1) Le bail à construction comportait une clause de nivellement prévoyant que les constructions édifiées par le preneur seront détruites ou reviendront au bailleur en fin de bail ;

2) La Cour d’appel avait octroyé une indemnité principale, en prenant en compte la perte d’un droit temporaire de propriété sur l’immeuble, à l’exclusion du terrain ainsi qu’une autre indemnité correspondant à la valeur de l’immeuble, minorée de la valeur du terrain, de sorte qu’il aurait été procéder à une double indemnisation ;

3) Une indemnité correspondant à la valeur de l’immeuble, minorée de la valeur du terrain, réparait le préjudice né de la perte d’une propriété définitive alors qu’il résultait des constatations de la Cour d’appel que le droit des preneurs évincés sur l’immeuble était temporaire, eu égard à la clause de nivellement.

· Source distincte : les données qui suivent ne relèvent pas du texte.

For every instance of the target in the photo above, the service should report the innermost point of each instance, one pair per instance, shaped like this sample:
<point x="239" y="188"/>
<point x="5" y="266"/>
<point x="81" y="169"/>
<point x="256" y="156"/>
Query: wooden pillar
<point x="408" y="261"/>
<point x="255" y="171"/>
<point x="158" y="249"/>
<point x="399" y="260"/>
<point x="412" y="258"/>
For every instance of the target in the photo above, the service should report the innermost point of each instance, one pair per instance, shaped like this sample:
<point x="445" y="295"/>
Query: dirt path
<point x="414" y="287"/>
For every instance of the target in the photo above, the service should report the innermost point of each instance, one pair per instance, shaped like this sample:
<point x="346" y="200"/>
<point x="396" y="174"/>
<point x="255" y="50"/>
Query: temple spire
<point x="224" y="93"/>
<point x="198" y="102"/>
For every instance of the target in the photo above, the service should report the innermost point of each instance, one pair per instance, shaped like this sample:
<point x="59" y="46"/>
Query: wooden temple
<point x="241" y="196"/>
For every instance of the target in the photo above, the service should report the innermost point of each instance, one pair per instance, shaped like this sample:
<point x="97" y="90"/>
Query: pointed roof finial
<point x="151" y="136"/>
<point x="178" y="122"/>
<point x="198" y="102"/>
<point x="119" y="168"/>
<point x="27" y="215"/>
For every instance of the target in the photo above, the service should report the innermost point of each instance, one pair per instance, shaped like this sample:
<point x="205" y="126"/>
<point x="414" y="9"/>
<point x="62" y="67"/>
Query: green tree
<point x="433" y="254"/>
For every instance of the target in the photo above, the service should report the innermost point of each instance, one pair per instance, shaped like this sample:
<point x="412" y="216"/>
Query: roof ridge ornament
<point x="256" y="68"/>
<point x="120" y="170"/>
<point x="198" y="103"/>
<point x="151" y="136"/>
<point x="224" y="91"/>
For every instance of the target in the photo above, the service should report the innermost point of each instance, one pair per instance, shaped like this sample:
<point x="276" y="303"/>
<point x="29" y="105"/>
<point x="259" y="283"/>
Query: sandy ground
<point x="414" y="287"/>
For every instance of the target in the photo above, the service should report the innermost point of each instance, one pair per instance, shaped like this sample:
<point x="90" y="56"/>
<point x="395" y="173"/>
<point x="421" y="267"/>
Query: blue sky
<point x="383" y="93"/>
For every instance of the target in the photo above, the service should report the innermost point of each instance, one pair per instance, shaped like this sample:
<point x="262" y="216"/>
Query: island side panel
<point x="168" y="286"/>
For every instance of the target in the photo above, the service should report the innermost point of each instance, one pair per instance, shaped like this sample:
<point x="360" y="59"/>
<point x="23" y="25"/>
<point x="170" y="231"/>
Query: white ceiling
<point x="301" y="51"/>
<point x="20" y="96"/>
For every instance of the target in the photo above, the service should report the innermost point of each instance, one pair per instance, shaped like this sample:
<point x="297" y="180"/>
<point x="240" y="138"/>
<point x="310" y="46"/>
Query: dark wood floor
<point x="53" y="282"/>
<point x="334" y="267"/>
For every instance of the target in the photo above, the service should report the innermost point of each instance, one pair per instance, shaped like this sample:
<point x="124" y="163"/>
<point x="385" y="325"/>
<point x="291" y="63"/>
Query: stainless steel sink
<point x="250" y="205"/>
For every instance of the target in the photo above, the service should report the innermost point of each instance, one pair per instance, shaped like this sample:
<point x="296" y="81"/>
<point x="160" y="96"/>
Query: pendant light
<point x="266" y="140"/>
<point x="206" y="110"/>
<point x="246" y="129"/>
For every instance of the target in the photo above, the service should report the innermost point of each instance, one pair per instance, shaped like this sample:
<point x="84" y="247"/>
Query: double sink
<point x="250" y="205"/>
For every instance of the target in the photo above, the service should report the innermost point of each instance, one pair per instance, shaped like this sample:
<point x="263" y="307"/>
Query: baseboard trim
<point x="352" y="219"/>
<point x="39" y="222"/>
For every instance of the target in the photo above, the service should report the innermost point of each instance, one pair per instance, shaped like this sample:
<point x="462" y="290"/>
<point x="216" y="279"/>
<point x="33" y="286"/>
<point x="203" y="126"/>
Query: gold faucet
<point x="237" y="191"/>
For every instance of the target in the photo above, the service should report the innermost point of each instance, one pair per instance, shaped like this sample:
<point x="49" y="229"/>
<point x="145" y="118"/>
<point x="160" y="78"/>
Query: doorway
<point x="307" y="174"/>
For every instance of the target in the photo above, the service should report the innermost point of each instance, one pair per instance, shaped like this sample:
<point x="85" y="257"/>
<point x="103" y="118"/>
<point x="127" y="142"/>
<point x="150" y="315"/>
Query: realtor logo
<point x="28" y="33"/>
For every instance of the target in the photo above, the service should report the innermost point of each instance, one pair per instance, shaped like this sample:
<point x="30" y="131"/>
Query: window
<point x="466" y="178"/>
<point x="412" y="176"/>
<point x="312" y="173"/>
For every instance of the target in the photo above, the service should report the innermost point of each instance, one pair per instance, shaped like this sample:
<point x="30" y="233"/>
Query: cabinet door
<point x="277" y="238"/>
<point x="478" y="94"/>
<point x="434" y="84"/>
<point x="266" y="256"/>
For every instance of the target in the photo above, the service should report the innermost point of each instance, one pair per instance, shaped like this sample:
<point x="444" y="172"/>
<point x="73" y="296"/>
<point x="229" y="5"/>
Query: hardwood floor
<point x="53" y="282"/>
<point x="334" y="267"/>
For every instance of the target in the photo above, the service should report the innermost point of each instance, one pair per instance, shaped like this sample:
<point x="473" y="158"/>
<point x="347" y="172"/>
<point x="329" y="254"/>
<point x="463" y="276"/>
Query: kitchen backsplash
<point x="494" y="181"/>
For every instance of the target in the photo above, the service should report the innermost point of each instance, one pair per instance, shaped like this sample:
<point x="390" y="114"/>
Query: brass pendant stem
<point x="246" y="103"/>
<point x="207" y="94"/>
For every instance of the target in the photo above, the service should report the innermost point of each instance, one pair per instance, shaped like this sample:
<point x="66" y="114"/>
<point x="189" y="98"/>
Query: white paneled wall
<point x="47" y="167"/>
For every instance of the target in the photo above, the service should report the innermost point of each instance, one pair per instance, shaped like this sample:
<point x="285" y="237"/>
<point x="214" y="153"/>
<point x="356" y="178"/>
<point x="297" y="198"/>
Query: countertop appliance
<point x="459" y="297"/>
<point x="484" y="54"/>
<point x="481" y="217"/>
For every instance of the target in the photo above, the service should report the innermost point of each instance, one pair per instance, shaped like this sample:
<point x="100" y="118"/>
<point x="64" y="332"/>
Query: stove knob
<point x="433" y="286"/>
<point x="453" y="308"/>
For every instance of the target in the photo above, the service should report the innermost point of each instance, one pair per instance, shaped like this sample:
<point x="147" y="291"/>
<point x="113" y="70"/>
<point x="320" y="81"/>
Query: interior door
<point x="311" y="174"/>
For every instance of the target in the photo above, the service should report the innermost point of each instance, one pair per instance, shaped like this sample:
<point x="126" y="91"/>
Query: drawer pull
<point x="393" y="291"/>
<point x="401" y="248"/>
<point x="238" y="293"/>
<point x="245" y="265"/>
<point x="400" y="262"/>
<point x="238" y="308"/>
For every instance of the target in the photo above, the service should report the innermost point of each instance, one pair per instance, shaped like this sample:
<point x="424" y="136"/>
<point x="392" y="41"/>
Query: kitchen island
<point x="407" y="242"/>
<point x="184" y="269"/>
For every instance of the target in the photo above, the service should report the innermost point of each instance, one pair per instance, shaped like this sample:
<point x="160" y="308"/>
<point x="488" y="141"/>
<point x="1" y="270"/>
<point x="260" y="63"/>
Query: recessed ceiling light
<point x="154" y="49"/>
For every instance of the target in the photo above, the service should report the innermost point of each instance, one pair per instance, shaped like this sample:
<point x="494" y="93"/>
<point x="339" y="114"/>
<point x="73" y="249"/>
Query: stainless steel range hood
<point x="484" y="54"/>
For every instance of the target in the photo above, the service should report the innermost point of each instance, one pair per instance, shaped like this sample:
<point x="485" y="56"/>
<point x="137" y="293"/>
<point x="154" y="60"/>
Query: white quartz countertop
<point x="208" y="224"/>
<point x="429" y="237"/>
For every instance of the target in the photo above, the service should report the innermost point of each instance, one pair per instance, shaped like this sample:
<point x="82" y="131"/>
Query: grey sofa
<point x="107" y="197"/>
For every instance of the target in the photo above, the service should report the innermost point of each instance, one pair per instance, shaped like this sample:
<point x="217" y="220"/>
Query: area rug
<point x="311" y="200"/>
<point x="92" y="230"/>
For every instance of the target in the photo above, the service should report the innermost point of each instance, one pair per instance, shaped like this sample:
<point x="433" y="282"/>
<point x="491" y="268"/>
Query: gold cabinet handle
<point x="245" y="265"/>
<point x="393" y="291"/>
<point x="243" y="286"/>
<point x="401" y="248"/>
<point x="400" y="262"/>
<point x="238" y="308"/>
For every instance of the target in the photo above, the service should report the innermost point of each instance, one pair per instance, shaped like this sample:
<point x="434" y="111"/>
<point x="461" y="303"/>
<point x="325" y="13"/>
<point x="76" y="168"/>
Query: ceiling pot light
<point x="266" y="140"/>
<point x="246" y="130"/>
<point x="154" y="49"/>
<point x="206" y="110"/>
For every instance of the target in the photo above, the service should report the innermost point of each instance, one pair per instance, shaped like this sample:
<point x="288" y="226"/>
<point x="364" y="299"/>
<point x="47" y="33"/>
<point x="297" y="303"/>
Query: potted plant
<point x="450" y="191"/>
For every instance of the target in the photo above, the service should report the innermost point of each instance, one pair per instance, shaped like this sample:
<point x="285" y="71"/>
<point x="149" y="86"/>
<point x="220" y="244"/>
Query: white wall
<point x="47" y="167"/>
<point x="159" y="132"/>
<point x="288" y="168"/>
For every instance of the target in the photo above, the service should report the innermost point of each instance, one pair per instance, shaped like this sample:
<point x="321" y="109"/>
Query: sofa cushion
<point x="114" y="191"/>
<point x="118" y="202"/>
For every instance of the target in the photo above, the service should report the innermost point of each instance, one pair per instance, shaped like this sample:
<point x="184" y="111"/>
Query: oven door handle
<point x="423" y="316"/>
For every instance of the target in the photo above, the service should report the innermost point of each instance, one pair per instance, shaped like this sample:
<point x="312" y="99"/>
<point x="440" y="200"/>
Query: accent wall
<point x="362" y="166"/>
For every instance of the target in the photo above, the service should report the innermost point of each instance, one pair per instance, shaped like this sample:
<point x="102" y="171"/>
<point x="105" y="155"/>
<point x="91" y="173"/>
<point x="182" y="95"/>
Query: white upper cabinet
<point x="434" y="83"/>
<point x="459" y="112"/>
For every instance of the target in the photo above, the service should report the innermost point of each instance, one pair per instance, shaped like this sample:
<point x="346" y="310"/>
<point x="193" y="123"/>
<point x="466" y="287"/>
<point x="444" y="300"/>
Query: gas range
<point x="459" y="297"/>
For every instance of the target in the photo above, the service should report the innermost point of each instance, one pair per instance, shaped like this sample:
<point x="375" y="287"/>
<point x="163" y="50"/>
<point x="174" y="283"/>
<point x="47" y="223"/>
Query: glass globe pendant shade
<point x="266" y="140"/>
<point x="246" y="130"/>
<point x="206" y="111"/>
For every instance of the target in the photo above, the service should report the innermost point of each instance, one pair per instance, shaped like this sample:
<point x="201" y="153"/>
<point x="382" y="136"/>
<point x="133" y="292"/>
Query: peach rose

En d’autres termes, la Cour de cassation était conduite à s’interroger sur l’indemnisation du preneur de la valeur vénale de l’immeuble alors que celui-ci ne lui appartenait que temporairement – en raison d’une clause de nivellement faisant revenir la propriété de l’immeuble au bailleur en fin de bail – et étant précisé que le preneur était déjà indemnisé la perte d’un droit temporaire de propriété sur l’immeuble.

Pour répondre à ce cas d’espèce, la Cour de cassation rappelle :

  • sa jurisprudence selon laquelle le preneur restant propriétaire, pendant la durée de la location, des constructions qu’il a régulièrement édifiées sur le terrain loué, la résiliation anticipée du bail du fait de l’expropriation ne le prive pas de son droit à indemnité pour ces constructions (3e Civ., 5 janvier 2012, n° 10-26.965, Bull. 2012, III, n° 3).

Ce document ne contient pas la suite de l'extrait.